Gimnastyka z dzieckiem
Kiedy zostaje się mamą, zwykle nie ma czasu na fitness czy siłownię. Wie o tym także Jagna Marczułajtis, polska snowboardzistka. Ale ma na to sposób – ćwiczy razem ze swoim dzieckiem w domu.
- "Twój Maluszek"
1 z 6
Gimnastyka razem z dzieckiem to same korzyści, zarówno dla ciebie, jak i twojego szkraba. Po pierwsze, nim się spostrzeżesz, zaczniesz gubić zbędne kilogramy i wysmuklisz sylwetkę. Po drugie, maluch będzie się świetnie bawił, a jednocześnie lepiej rozwijał i nabierze większej sprawności. Po trzecie, najważniejsze, codziennie podczas gimnastyki ty i maluch będziecie tylko dla siebie. Zatem pora na ćwiczenia. Podejrzyj, jak wykonuje je Jagna Marczułajtis ze swoją młodszą córeczką Igą.
2 z 6
Jedzie pociąg z daleka
Proste ćwiczenie wymagające jedynie śliskiej podłogi i koca. Jeśli masz w pokoju dywan lub wykładzinę, nie kombinuj z jej składaniem (szybko odechce ci się tego robić), tylko po prostu na to jedno ćwiczenie przenieś gimnastykę do kuchni lub łazienki, gdzie jest podłoga z płytek. Rozłóż na podłodze kocyk i usadów na nim malucha (może leżeć na brzuchu lub pleckach). Sama zaś chwyć materiał za przeciwne rogi i zacznij ciągnąć wraz z dzieckiem.

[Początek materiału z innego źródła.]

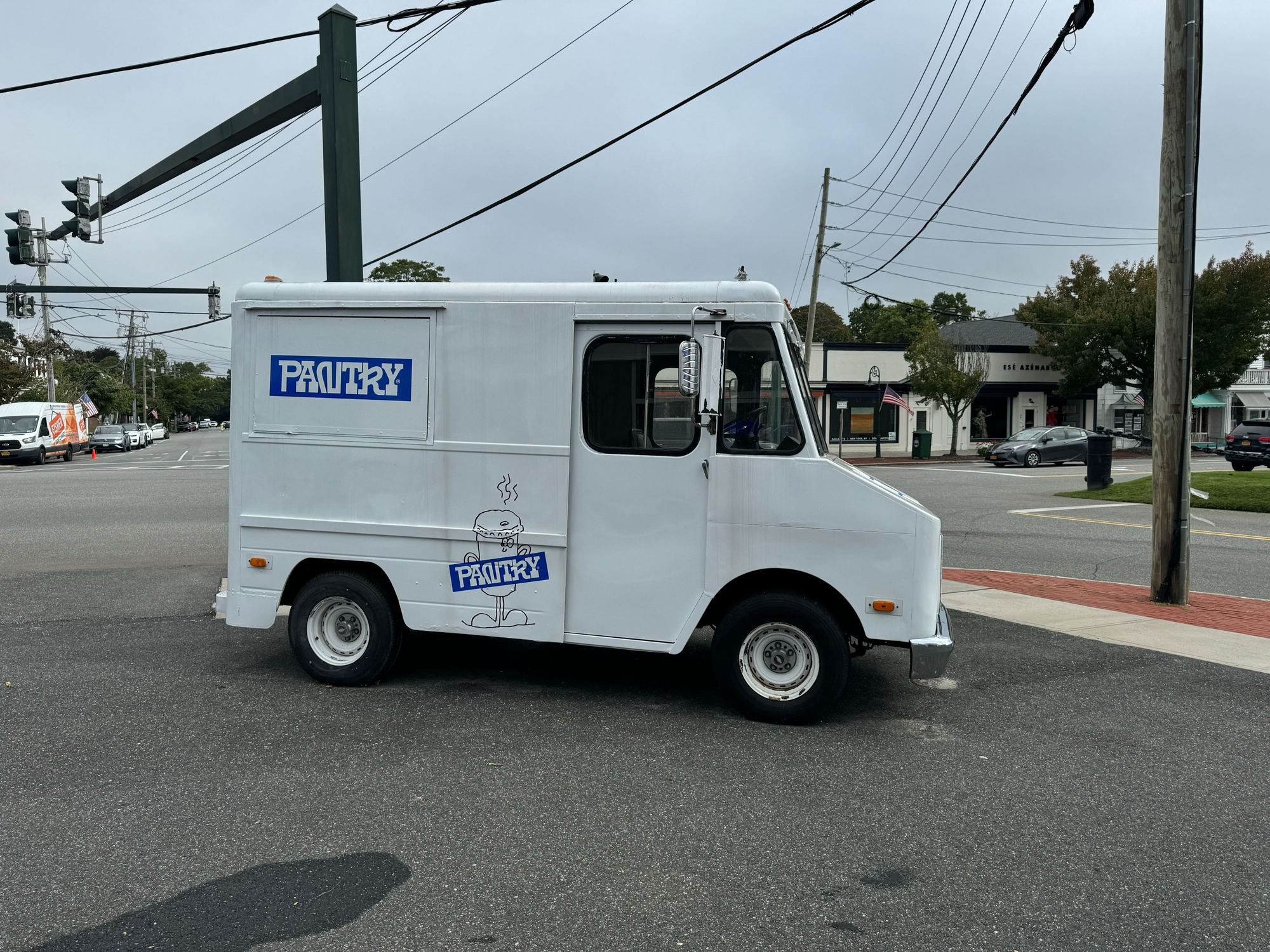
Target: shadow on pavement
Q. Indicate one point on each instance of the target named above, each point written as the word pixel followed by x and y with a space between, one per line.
pixel 269 903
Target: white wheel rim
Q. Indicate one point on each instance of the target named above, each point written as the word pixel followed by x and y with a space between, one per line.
pixel 338 631
pixel 779 662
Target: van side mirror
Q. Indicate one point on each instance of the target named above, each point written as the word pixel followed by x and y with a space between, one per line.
pixel 712 375
pixel 690 369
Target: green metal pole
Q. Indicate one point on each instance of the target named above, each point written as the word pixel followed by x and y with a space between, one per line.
pixel 342 166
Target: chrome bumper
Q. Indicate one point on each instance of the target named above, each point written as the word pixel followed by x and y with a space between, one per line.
pixel 928 658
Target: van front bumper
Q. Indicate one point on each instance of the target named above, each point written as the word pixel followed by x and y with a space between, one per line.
pixel 928 658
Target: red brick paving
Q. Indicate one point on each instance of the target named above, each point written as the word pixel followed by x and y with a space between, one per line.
pixel 1249 616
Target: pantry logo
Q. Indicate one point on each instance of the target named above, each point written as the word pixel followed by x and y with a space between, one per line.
pixel 341 378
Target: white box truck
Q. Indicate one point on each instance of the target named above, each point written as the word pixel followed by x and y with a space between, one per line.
pixel 558 463
pixel 34 432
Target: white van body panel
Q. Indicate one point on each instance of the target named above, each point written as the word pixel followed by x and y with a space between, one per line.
pixel 486 469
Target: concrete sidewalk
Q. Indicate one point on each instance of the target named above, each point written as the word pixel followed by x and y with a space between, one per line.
pixel 1219 629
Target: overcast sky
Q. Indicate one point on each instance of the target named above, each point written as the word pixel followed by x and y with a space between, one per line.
pixel 731 180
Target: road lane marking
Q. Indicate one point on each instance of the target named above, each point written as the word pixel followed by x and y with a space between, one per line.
pixel 1059 508
pixel 1140 526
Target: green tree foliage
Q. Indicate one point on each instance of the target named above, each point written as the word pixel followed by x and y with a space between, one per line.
pixel 876 323
pixel 946 374
pixel 1102 328
pixel 406 270
pixel 829 323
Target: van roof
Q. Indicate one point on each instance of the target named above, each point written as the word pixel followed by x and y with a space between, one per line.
pixel 434 293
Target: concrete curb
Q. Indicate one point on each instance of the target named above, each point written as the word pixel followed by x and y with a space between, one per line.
pixel 1227 648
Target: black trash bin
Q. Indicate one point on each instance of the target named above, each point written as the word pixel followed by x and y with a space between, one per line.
pixel 1098 474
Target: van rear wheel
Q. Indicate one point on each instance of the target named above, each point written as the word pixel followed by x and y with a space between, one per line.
pixel 345 629
pixel 780 658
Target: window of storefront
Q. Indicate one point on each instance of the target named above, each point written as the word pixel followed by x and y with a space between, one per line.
pixel 853 417
pixel 990 417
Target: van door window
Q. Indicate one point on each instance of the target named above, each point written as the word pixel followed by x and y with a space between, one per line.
pixel 759 413
pixel 632 402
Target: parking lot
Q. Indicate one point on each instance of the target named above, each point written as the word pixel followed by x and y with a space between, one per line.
pixel 168 781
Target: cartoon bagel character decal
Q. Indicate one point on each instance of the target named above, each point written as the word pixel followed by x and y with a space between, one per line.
pixel 500 563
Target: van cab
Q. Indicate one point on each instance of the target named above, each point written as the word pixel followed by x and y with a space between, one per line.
pixel 606 465
pixel 32 432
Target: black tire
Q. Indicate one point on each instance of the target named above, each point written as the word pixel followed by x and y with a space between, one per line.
pixel 797 616
pixel 383 635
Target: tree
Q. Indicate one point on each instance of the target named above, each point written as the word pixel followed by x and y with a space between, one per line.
pixel 829 324
pixel 947 374
pixel 406 270
pixel 873 323
pixel 951 308
pixel 1102 329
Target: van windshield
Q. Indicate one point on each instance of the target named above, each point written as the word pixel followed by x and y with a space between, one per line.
pixel 18 425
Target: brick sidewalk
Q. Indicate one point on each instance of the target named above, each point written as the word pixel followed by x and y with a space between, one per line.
pixel 1248 616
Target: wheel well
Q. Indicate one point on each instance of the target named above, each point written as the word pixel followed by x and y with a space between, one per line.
pixel 785 581
pixel 311 569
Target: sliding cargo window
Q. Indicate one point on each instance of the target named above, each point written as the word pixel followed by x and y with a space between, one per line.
pixel 342 375
pixel 631 397
pixel 759 414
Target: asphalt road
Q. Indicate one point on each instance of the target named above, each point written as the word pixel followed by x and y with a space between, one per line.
pixel 982 529
pixel 170 783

Co daje? Doskonale ćwiczy mięśnie nóg. Aby wzmocnić efekt, stawiaj długie i posuwiste kroki na przemian z małymi i szybkimi.
3 z 6
Leci samolocik
Usiądź z ugiętymi kolanami, oprzyj szkraba o swoje podudzia (przednie części łydek) i przytrzymuj go za ręce. Następnie przechyl tułów do tyłu, a nogi unieś nad podłogę, tak by malec na twoich łydkach szybował nad podłogą. Na początek podnoś w ten sposób dziecko co najmniej sześć razy. Potem systematycznie, w miarę jak twoje mięśnie będą się wzmacniać, zwiększaj liczbę powtórzeń.

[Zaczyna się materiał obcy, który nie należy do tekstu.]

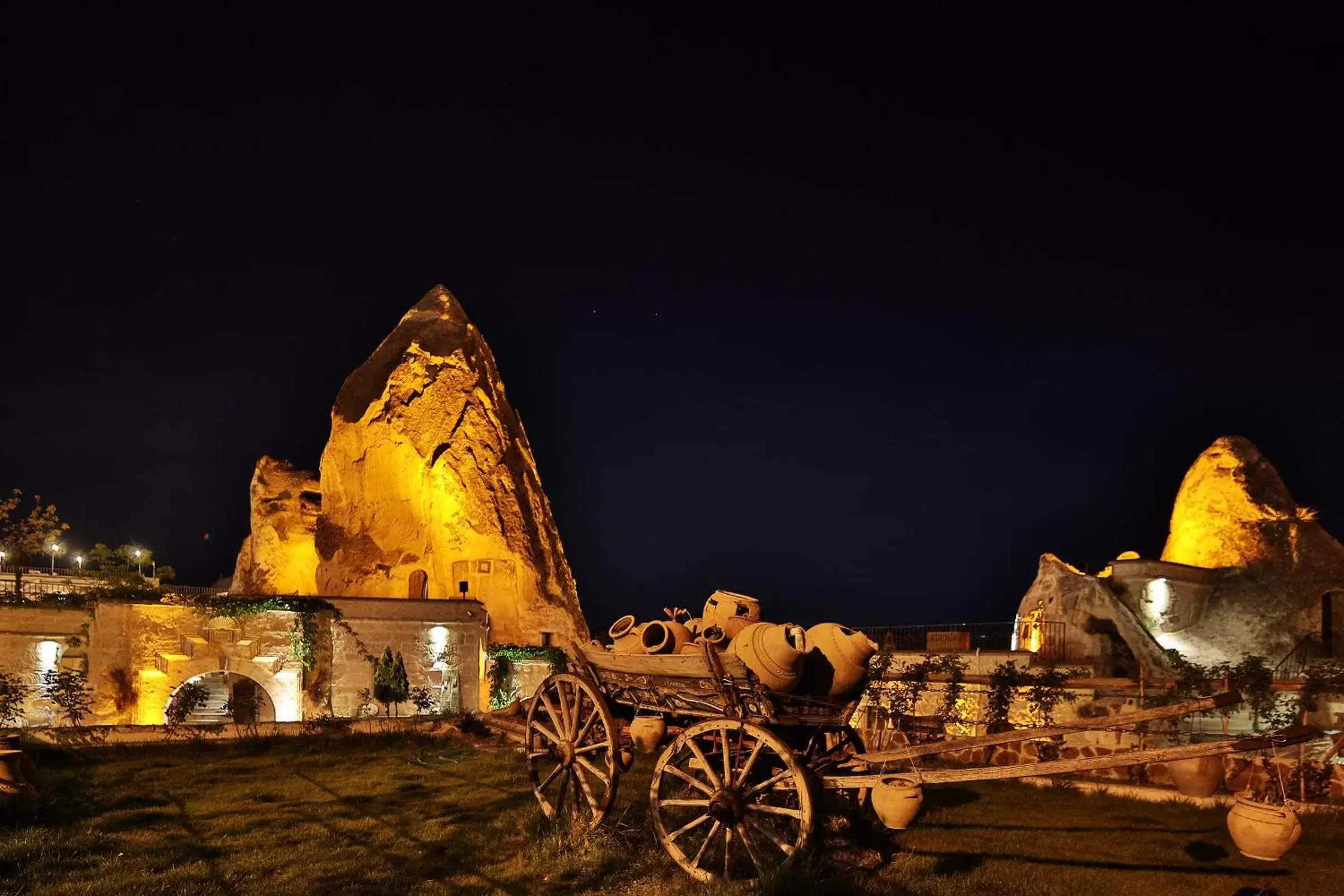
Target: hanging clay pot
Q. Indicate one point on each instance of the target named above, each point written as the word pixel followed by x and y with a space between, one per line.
pixel 1262 830
pixel 773 652
pixel 664 636
pixel 897 800
pixel 626 636
pixel 1200 777
pixel 838 660
pixel 647 731
pixel 724 606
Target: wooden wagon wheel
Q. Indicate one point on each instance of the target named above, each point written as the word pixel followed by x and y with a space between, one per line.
pixel 730 800
pixel 573 754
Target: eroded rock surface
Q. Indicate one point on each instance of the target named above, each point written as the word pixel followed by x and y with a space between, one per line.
pixel 280 555
pixel 428 481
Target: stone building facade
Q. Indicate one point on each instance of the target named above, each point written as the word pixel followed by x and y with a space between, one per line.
pixel 136 655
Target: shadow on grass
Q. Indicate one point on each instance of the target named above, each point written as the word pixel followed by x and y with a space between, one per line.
pixel 1101 866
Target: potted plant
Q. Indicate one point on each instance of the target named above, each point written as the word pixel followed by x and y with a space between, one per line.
pixel 1264 824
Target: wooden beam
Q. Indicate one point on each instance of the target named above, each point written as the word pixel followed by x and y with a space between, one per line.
pixel 1287 738
pixel 1123 720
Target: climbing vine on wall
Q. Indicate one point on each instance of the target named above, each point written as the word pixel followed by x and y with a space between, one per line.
pixel 502 659
pixel 303 632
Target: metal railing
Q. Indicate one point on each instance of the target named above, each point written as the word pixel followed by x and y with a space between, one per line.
pixel 1047 638
pixel 1295 664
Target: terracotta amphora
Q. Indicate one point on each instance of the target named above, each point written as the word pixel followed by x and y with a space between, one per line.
pixel 724 606
pixel 838 660
pixel 647 731
pixel 1262 830
pixel 664 636
pixel 626 636
pixel 1200 777
pixel 897 800
pixel 773 652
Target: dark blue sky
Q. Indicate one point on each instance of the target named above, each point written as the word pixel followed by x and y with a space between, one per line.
pixel 854 318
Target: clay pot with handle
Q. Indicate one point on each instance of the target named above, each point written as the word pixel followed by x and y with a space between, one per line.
pixel 647 731
pixel 897 800
pixel 664 636
pixel 1262 830
pixel 1198 777
pixel 838 660
pixel 725 606
pixel 773 652
pixel 627 636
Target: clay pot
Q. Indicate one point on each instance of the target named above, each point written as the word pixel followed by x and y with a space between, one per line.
pixel 1261 830
pixel 897 800
pixel 716 636
pixel 647 732
pixel 1200 777
pixel 773 652
pixel 626 636
pixel 724 606
pixel 838 660
pixel 664 636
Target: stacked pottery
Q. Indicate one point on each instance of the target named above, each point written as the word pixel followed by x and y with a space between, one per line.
pixel 731 612
pixel 838 660
pixel 1198 777
pixel 1262 830
pixel 897 800
pixel 773 652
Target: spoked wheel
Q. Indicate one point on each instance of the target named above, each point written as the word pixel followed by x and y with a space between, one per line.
pixel 730 800
pixel 573 754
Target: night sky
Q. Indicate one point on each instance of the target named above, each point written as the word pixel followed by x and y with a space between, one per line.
pixel 859 318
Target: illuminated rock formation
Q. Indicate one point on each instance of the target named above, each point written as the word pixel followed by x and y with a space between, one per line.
pixel 1234 511
pixel 280 555
pixel 1245 571
pixel 429 481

Co daje? To po prostu zmodyfikowana wersja „brzuszków“. Aby popracować też nad bocznymi mięśniami, rób „skosy“, czyli na przemian obiema dłońmi przytrzymuj malucha raz za prawą, raz za lewą rączkę.
4 z 6
Rolujemy naleśnik
Wyobraźcie sobie, że kocyk to ciasto, a malec jest jego słodkim nadzieniem. Poproś szkraba, by położył się na kocyku i zrolował go. Możesz także dziecko sama zawinąć. Gdy maluch już jest szczelnie opatulony, kucając, delikatnie masuj i ugniataj jego ciałko.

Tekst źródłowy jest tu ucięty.